La création d’ambiances, particulièrement nécessaires dans l’impressionnisme de Debussy est aussi remarquée, notamment dans Jeux où les allers-retours mélodiques se succèdent avec des effets de nuances symbolisant les élans d’excitations interrompus par des suspensions de culpabilité. On peut aussi citer le deuxième mouvement du Concerto pour orchestre que les violoncelles et les contrebasses initient avec des accents sombres et intrigants.

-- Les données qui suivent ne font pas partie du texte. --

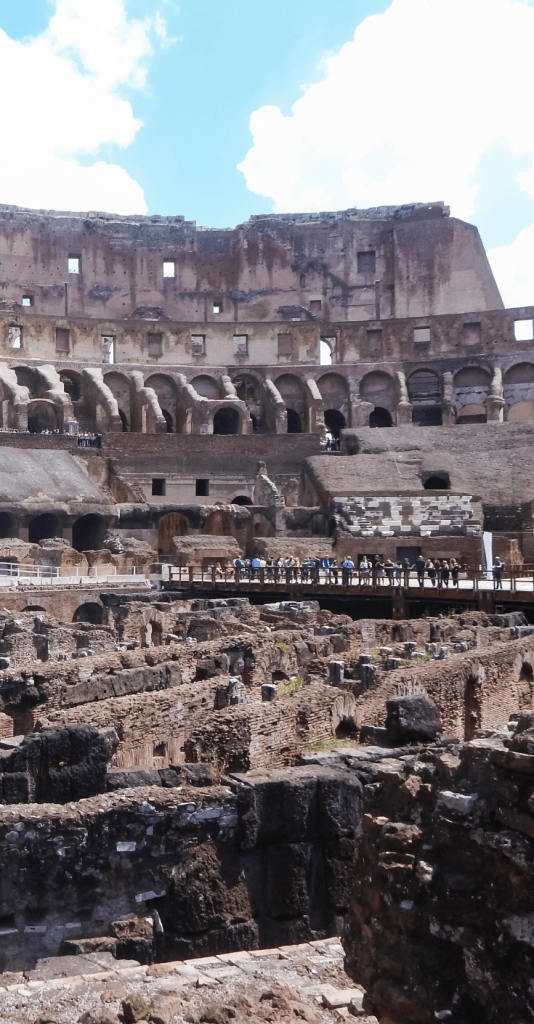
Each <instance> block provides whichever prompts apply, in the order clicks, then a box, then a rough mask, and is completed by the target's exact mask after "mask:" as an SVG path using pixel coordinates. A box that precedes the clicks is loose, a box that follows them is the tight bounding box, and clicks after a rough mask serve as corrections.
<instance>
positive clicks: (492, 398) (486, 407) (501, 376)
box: [484, 367, 504, 423]
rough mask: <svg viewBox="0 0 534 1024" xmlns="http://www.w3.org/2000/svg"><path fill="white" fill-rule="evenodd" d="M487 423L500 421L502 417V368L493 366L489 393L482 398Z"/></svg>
mask: <svg viewBox="0 0 534 1024" xmlns="http://www.w3.org/2000/svg"><path fill="white" fill-rule="evenodd" d="M484 404H485V407H486V413H487V416H488V423H502V421H503V419H504V395H503V393H502V370H501V369H500V367H495V369H494V371H493V379H492V382H491V388H490V393H489V395H488V397H487V398H485V399H484Z"/></svg>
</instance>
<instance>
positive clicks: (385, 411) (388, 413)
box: [369, 406, 394, 427]
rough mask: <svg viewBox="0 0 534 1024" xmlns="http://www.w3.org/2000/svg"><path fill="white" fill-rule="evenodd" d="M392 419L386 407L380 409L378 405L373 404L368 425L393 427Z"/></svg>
mask: <svg viewBox="0 0 534 1024" xmlns="http://www.w3.org/2000/svg"><path fill="white" fill-rule="evenodd" d="M393 425H394V421H393V418H392V414H391V412H389V410H388V409H381V408H380V406H375V408H374V409H373V411H372V413H371V414H370V416H369V426H370V427H393Z"/></svg>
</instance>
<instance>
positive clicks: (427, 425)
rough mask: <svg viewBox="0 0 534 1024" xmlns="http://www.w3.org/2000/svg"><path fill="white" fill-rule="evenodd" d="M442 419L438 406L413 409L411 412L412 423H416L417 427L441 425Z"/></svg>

Le divorce avec le clavecin
Les qualités de l’orchestre dans le Concert champêtre sont les mêmes que celles précitées. Les couleurs « champêtres » sont pleinement révélées par celui-ci et il se prend d’engouement dans les passages évoquant les danses populaires ou pastorales. Pour le clavecin de Jean Rondeau c’est malheureusement tout l’inverse. Il ne suit pas toujours les tempi de Kazuki Yamada, ce qui a pour conséquence de le décaler dans les ensembles et de casser la dynamique dans les parties solistes. Le jeu est par ailleurs assez monotone et désincarné, par moment quasi mécanique ne dégageant aucune impression ni même émotion. La coordination avec l’orchestre est aussi imparfaite et l’on surprend de légères latences entre les parties solistes et l’orchestre. Sa virtuosité lui permettra cependant de passer les parties les plus rapides sans accrocs. Peut-être le résultat aurait-il été plus homogène si Jean Rondeau avait lui-même dirigé l’orchestre depuis son clavecin ? Il aurait pu peut-être ainsi imposer sa lecture de ce concerto.

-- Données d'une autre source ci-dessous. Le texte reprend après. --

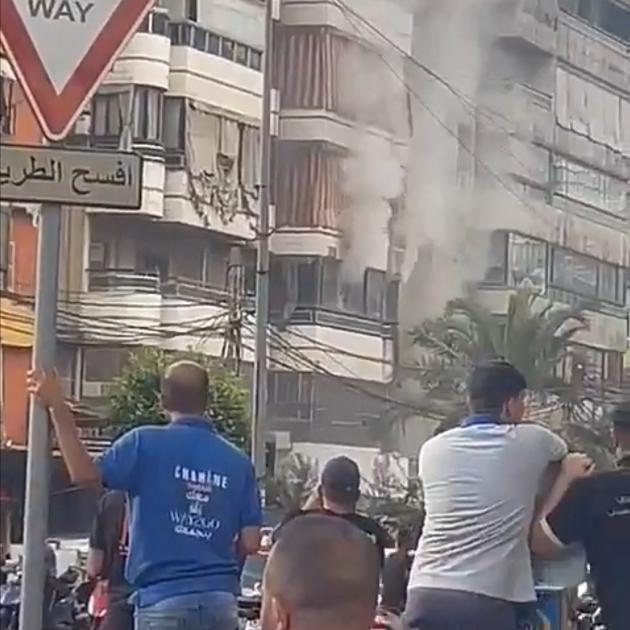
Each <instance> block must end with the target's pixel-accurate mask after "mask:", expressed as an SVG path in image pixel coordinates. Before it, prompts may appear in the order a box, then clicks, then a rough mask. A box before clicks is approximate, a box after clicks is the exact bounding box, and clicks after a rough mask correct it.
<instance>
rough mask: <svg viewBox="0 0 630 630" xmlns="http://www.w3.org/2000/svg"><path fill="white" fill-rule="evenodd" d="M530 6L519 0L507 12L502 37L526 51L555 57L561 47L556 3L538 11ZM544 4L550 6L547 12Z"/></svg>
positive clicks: (515, 1) (500, 30)
mask: <svg viewBox="0 0 630 630" xmlns="http://www.w3.org/2000/svg"><path fill="white" fill-rule="evenodd" d="M529 4H531V3H529V2H527V0H517V1H515V2H513V8H510V9H509V10H508V8H506V9H504V20H503V23H502V25H501V27H500V29H499V37H500V38H501V39H502V40H504V42H506V43H507V44H513V45H515V46H517V47H518V48H519V49H522V50H523V51H529V52H535V53H539V54H542V55H545V56H552V55H554V54H555V53H556V50H557V47H558V31H557V7H556V6H555V5H556V3H555V2H552V1H551V0H550V1H549V2H547V3H544V2H543V3H542V6H541V7H540V8H535V9H533V8H530V7H529V6H527V5H529ZM545 4H548V5H549V6H548V7H547V9H546V10H545ZM534 11H535V13H534Z"/></svg>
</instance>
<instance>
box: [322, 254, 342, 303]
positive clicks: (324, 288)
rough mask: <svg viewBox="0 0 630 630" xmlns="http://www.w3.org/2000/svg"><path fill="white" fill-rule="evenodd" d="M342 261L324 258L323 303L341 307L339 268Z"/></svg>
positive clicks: (323, 271) (333, 258) (322, 284)
mask: <svg viewBox="0 0 630 630" xmlns="http://www.w3.org/2000/svg"><path fill="white" fill-rule="evenodd" d="M340 266H341V263H340V262H339V261H338V260H337V259H336V258H331V257H327V258H322V277H321V282H322V289H321V291H322V292H321V295H322V305H323V306H325V307H327V308H332V309H336V308H339V269H340Z"/></svg>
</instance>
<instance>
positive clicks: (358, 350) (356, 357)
mask: <svg viewBox="0 0 630 630" xmlns="http://www.w3.org/2000/svg"><path fill="white" fill-rule="evenodd" d="M395 330H396V327H395V326H394V325H392V324H387V323H384V322H382V321H377V320H375V319H371V318H368V317H364V316H361V315H355V314H351V313H342V312H336V311H332V310H327V309H323V308H316V307H312V308H309V307H299V308H296V309H295V311H294V312H293V313H292V314H291V317H290V319H289V321H288V322H286V323H284V324H283V325H282V327H281V332H278V333H276V335H275V336H274V335H272V338H271V341H270V344H271V347H270V353H269V356H270V361H271V365H272V366H273V365H274V361H275V360H277V361H278V363H277V369H287V368H288V367H290V368H292V369H294V370H297V371H304V370H306V371H319V370H321V369H323V370H325V371H326V372H327V373H329V374H333V375H335V376H339V377H343V378H348V379H360V380H365V381H372V382H376V383H387V382H389V381H390V380H391V378H392V374H393V350H394V339H395V334H396V332H395ZM274 337H275V339H274Z"/></svg>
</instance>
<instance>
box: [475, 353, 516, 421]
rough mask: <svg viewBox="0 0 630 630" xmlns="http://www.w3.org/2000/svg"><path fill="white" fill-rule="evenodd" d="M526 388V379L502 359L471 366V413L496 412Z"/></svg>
mask: <svg viewBox="0 0 630 630" xmlns="http://www.w3.org/2000/svg"><path fill="white" fill-rule="evenodd" d="M526 389H527V381H526V380H525V377H524V376H523V374H521V372H519V371H518V370H517V369H516V368H515V367H514V366H513V365H512V364H511V363H508V362H507V361H505V360H503V359H493V360H491V361H486V362H485V363H482V364H480V365H477V366H475V367H474V368H473V370H472V372H471V374H470V378H469V380H468V398H469V400H470V407H471V411H472V412H473V413H497V412H500V411H501V410H502V409H503V405H504V404H505V403H506V402H507V401H508V400H510V399H511V398H516V397H517V396H519V395H520V394H521V393H522V392H523V391H525V390H526Z"/></svg>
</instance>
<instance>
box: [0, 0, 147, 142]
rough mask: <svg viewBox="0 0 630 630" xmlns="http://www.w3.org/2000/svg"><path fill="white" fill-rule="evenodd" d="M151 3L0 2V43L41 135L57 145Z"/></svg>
mask: <svg viewBox="0 0 630 630" xmlns="http://www.w3.org/2000/svg"><path fill="white" fill-rule="evenodd" d="M153 2H154V0H0V15H1V17H0V40H1V42H2V46H3V48H4V50H5V52H6V54H7V56H8V57H9V60H10V61H11V63H12V65H13V68H14V70H15V73H16V74H17V76H18V79H19V81H20V85H21V86H22V89H23V90H24V92H25V94H26V96H27V98H28V101H29V103H30V104H31V107H32V108H33V111H34V112H35V114H36V116H37V119H38V120H39V123H40V125H41V127H42V130H43V132H44V134H45V135H46V136H47V137H48V138H49V139H51V140H61V139H62V138H63V137H64V136H65V135H66V134H67V133H68V131H69V129H70V127H71V126H72V124H73V123H74V121H75V120H76V118H77V116H78V115H79V114H80V113H81V111H82V110H83V108H84V107H85V105H86V103H87V101H88V100H89V99H90V97H91V96H92V94H93V93H94V91H95V90H96V88H97V87H98V85H99V83H100V82H101V81H102V80H103V78H104V76H105V75H106V74H107V72H108V71H109V69H110V67H111V65H112V64H113V62H114V60H115V59H116V57H117V56H118V55H119V53H120V52H121V50H122V49H123V48H124V46H125V45H126V44H127V42H128V41H129V39H130V38H131V36H132V35H133V34H134V33H135V31H136V30H137V28H138V27H139V25H140V23H141V22H142V20H143V19H144V17H145V15H146V14H147V13H148V11H149V9H150V8H151V6H152V5H153Z"/></svg>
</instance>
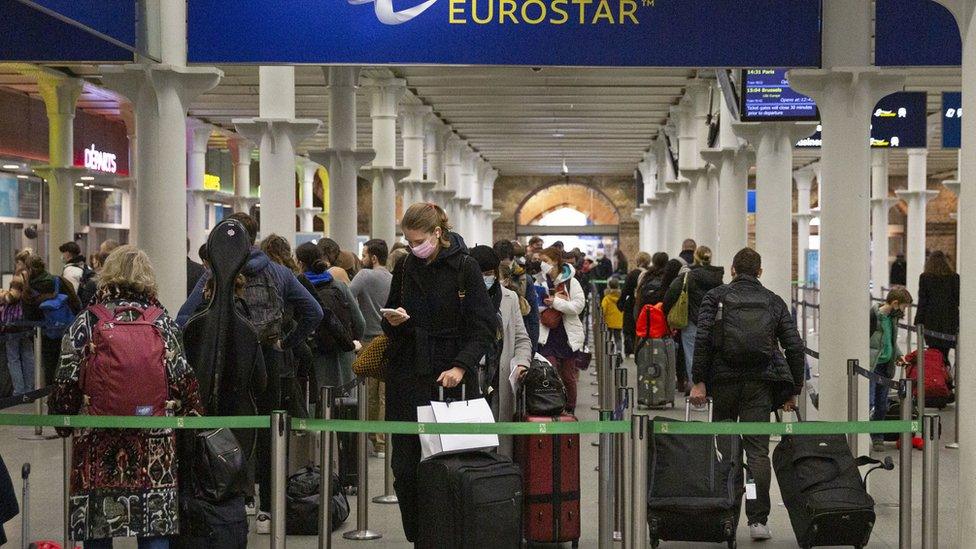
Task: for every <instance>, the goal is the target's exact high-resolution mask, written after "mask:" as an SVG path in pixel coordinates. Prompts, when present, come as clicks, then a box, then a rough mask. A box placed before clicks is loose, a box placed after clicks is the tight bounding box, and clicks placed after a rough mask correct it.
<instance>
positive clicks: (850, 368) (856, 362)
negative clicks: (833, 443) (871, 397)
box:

Pour peu qu’il en soit pourvu, celle-ci est en tout cas totalement effacée par l’exécution de l’orchestre. Même s’il est de tradition que les solistes soient libres de leur tenues, un léger effort vestimentaire n’aurait pas été de trop pour améliorer au moins l’effet visuel de ce concerto et marquer le respect envers l’orchestre local comme envers le public toulousain. La barbe hirsute, les cheveux ébouriffés et la chemise à poches vert délavée avec manches retroussées contrastent en effet tristement avec le costume à queue de pie bien coupé de Yamada et l’élégance générale des musiciens de l’orchestre. Revenant quelques siècles en arrière, à la période baroque, mais toujours dans la musique française, Jean Rondeau interprète pour le rappel Les barricades mystérieuses de Couperin. La forme pour clavecin seul lui convient mieux. L’interprétation, bien que toujours en retenue donne une certaine douceur à cette pièce.

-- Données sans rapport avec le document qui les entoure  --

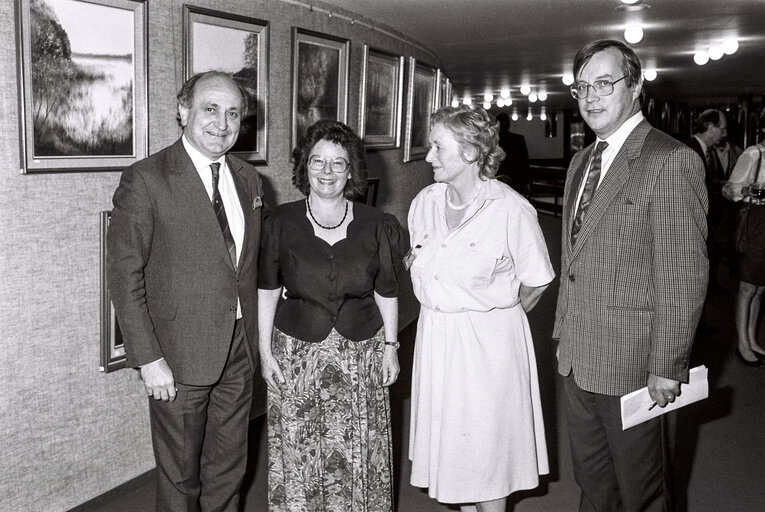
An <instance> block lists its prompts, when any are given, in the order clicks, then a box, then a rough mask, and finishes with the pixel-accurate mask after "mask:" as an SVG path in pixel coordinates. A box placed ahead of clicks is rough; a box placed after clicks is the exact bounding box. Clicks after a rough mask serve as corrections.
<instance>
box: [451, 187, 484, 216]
mask: <svg viewBox="0 0 765 512" xmlns="http://www.w3.org/2000/svg"><path fill="white" fill-rule="evenodd" d="M480 193H481V186H480V185H479V186H478V190H476V192H475V195H474V196H473V199H471V200H470V201H468V202H467V203H465V204H462V205H460V206H456V205H455V204H454V203H452V199H451V197H449V196H450V194H449V187H447V188H446V204H448V205H449V208H451V209H452V210H457V211H459V210H464V209H465V208H467V207H468V206H470V205H471V204H472V203H473V201H475V200H476V199H477V198H478V194H480Z"/></svg>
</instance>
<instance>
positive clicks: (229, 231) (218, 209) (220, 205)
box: [210, 162, 236, 268]
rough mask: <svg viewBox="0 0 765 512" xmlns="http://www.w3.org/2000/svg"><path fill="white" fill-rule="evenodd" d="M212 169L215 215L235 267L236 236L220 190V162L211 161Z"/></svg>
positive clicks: (213, 195)
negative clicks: (224, 203) (219, 180)
mask: <svg viewBox="0 0 765 512" xmlns="http://www.w3.org/2000/svg"><path fill="white" fill-rule="evenodd" d="M210 169H212V172H213V209H214V210H215V216H216V217H218V224H220V230H221V231H222V232H223V240H225V242H226V248H227V249H228V255H229V256H230V257H231V263H233V264H234V268H236V244H235V243H234V237H233V236H231V228H229V227H228V218H227V217H226V208H225V207H224V206H223V201H222V200H221V197H220V190H218V178H220V163H218V162H213V163H211V164H210Z"/></svg>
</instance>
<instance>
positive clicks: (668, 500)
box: [553, 40, 708, 511]
mask: <svg viewBox="0 0 765 512" xmlns="http://www.w3.org/2000/svg"><path fill="white" fill-rule="evenodd" d="M574 77H575V79H576V82H575V83H574V84H573V85H572V87H571V94H572V96H573V97H574V98H575V99H576V100H577V102H578V104H579V110H580V112H581V115H582V118H583V119H584V121H585V122H586V123H587V125H588V126H589V127H590V128H592V130H593V131H594V132H595V134H596V135H597V140H596V141H595V143H593V144H592V145H590V146H589V147H587V148H584V149H583V150H582V151H580V152H578V153H577V154H576V155H575V156H574V158H573V159H572V161H571V164H570V166H569V169H568V173H567V176H566V185H565V192H564V199H563V201H564V202H563V232H562V258H561V259H562V263H561V282H560V292H559V296H558V306H557V311H556V315H555V327H554V332H553V337H554V338H555V339H557V340H559V344H558V371H559V373H560V374H561V375H562V376H563V389H564V391H563V403H564V408H565V411H566V416H567V421H568V430H569V437H570V442H571V452H572V460H573V466H574V473H575V476H576V481H577V484H578V485H579V487H580V488H581V491H582V494H581V502H580V507H579V509H580V510H582V511H611V510H625V511H646V510H657V511H658V510H669V509H671V500H670V492H669V481H668V479H667V478H666V477H667V476H668V473H669V472H668V471H667V468H666V467H665V462H666V458H665V457H664V456H665V455H668V453H667V450H665V444H664V442H665V441H666V439H665V437H664V436H663V435H662V434H663V426H664V423H665V418H666V416H659V417H657V418H653V419H652V420H649V421H647V422H645V423H642V424H640V425H638V426H635V427H632V428H630V429H628V430H626V431H623V430H622V425H621V417H620V397H621V396H622V395H625V394H627V393H630V392H632V391H635V390H636V389H639V388H643V387H646V386H647V387H648V391H649V394H650V396H651V399H652V400H653V401H655V402H656V404H657V405H658V406H659V407H666V406H667V404H669V403H671V402H674V400H675V397H677V396H678V395H679V394H680V393H681V390H682V387H681V383H683V382H685V383H687V382H688V371H689V358H690V352H691V345H692V344H693V339H694V332H695V330H696V325H697V323H698V321H699V317H700V315H701V309H702V305H703V303H704V295H705V292H706V286H707V268H708V261H707V255H706V246H705V238H706V234H707V225H706V210H707V193H706V188H705V185H704V165H703V163H702V162H701V160H700V159H699V157H698V156H697V155H696V154H695V153H694V152H693V151H692V150H690V148H688V147H687V146H685V145H684V144H681V143H680V142H678V141H676V140H674V139H673V138H671V137H669V136H667V135H665V134H664V133H662V132H660V131H658V130H656V129H654V128H652V127H651V125H650V124H649V123H648V122H647V121H646V120H645V119H644V118H643V114H642V113H641V110H640V108H641V104H640V100H641V94H642V87H643V80H642V70H641V66H640V61H639V59H638V58H637V56H636V55H635V53H634V52H633V51H632V49H630V48H629V47H628V46H626V45H625V44H623V43H621V42H619V41H611V40H601V41H595V42H592V43H589V44H588V45H586V46H585V47H584V48H582V49H581V50H579V52H578V53H577V55H576V57H575V60H574ZM650 406H651V403H646V404H645V407H646V409H648V407H650ZM657 410H658V409H657Z"/></svg>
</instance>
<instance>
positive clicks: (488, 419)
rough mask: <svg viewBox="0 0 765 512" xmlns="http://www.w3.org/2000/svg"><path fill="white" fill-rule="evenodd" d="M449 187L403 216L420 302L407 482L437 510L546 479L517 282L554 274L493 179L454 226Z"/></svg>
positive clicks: (477, 499)
mask: <svg viewBox="0 0 765 512" xmlns="http://www.w3.org/2000/svg"><path fill="white" fill-rule="evenodd" d="M445 194H446V185H445V184H442V183H436V184H434V185H431V186H429V187H426V188H425V189H423V190H422V191H421V192H420V193H419V194H418V195H417V197H416V198H415V199H414V201H413V202H412V206H411V208H410V210H409V230H410V234H411V243H412V247H413V248H414V254H415V258H414V261H413V264H412V267H411V274H412V282H413V285H414V292H415V295H416V296H417V298H418V299H419V301H420V303H421V308H420V317H419V322H418V326H417V341H416V348H415V357H414V372H413V378H412V414H411V426H410V440H409V458H410V459H411V461H412V476H411V483H412V485H414V486H416V487H427V488H428V494H429V495H430V497H431V498H435V499H437V500H438V501H440V502H444V503H474V502H480V501H488V500H493V499H498V498H502V497H504V496H507V495H509V494H510V493H512V492H514V491H517V490H521V489H532V488H534V487H536V486H537V485H538V484H539V475H541V474H546V473H548V472H549V469H548V461H547V446H546V442H545V435H544V425H543V422H542V408H541V401H540V397H539V382H538V378H537V368H536V360H535V356H534V347H533V343H532V339H531V332H530V330H529V325H528V321H527V319H526V314H525V312H524V311H523V308H522V307H521V306H520V300H519V298H518V292H519V288H520V285H521V283H523V284H524V285H526V286H530V287H537V286H543V285H545V284H548V283H550V281H552V279H553V277H554V271H553V269H552V265H551V264H550V259H549V256H548V254H547V247H546V245H545V241H544V237H543V235H542V232H541V229H540V228H539V224H538V222H537V217H536V211H535V210H534V208H533V207H532V206H531V205H530V204H529V203H528V201H526V199H524V198H523V197H522V196H521V195H519V194H518V193H516V192H515V191H514V190H512V189H511V188H510V187H508V186H506V185H504V184H503V183H501V182H498V181H497V180H488V181H486V182H484V183H483V186H482V190H481V192H480V193H479V197H478V198H477V199H476V201H475V202H474V203H473V205H471V206H469V207H468V210H467V211H466V212H465V217H464V219H463V221H462V224H461V225H460V226H459V227H458V228H456V229H455V230H453V231H452V232H449V230H448V227H447V225H446V216H445V208H446V195H445Z"/></svg>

Voyage de noce à prévoir !
Le concert du 7 avril à la Halle aux grains a donc balayé le début du XXème siècle musical français ainsi que ses influences sur le compositeur japonais Akira Miyoshi. Si le public est resté sur sa faim avec le Concert champêtre à cause d’une interprétation soliste peu engagée, les fresques impressionnistes de Debussy et le Concerto pour orchestre ont bénéficié de la parfaite unité entre l’orchestre et son chef. Le public s’est en tout cas montré enthousiaste par des applaudissements nourris. Un éventuel prochain concert de Kazuki Yamada avec l’orchestre du Capitole sera probablement une nouvelle fois encore très attendu.